A Zionist Commission, authorized bv the British Government to travel, investigate and report on the prospects of a National Home and to help in the establishment of friendly relations with the Arabs and other non-Jewish communities, arrived in Palestine. This aroused Arab suspicions as to the meaning and purpose of the Balfour Declaration. The Commission asked for Jewish participation in the military administration; proposed the appointment of a Land Commission, with experts nominated by the Zionist Organization, to ascertain the resources of Palestine; claimed the right to select and supplement the pay of Jewish candidates for the Police Force; and demanded and began to train their own military defence force.
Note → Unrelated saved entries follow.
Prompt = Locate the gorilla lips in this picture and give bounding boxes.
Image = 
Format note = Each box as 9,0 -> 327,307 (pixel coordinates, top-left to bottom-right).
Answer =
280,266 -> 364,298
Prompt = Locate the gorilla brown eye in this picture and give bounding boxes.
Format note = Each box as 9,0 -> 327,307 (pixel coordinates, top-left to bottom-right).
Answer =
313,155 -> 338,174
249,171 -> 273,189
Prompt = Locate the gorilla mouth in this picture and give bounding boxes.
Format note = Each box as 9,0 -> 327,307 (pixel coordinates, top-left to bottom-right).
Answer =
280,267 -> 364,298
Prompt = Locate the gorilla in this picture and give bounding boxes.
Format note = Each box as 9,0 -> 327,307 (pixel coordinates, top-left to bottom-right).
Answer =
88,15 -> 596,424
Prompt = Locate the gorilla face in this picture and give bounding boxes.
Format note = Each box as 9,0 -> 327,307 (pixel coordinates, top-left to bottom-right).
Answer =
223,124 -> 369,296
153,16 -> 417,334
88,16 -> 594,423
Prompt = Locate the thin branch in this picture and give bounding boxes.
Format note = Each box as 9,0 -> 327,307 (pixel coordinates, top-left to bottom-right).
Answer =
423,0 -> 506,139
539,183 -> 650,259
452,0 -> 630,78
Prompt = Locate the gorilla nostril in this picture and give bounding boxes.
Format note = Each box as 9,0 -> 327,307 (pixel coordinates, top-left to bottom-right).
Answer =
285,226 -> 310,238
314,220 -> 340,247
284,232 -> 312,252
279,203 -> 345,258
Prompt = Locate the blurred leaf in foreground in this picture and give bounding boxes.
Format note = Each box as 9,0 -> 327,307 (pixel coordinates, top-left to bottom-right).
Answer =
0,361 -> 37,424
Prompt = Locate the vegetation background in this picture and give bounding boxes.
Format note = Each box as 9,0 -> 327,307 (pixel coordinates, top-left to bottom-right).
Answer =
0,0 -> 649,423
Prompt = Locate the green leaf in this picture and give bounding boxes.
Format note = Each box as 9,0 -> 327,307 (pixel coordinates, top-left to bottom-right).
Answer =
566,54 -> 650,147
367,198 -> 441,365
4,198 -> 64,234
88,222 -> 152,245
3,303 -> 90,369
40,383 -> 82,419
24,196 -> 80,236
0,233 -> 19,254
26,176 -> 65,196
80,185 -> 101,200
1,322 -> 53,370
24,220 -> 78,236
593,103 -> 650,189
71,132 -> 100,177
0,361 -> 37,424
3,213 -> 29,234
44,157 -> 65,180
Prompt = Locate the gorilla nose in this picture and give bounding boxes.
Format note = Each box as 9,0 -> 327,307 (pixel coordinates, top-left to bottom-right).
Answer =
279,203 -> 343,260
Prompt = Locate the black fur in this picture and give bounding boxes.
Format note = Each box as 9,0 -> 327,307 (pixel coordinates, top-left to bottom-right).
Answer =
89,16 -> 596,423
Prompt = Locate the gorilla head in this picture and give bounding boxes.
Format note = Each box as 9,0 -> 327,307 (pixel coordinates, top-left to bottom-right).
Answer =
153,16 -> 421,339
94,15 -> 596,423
These premature demands of the Jewish Commission. put forward at a time when a military government, designed to preserve the status quo, was still responsible for administration of the country, provoked Arab resentment.

8th June, 1919.

A General Syrian Congress held in Damascus was attended by delegates from Palestine and discussed Jewish immigration under the Balfour Declaration. The Congress elected "The Arab Executive Committee" which, as reconstituted from time to time be successive Arab Congresses, controlled the Palestine Arab political movement from 1919 onwards until replaced by political parties in 1935.

28th June, 1919.

The Covenant of the League of Nations, under Article 22 of which the Mandatory status of Palestine was established, was signed at Versailles.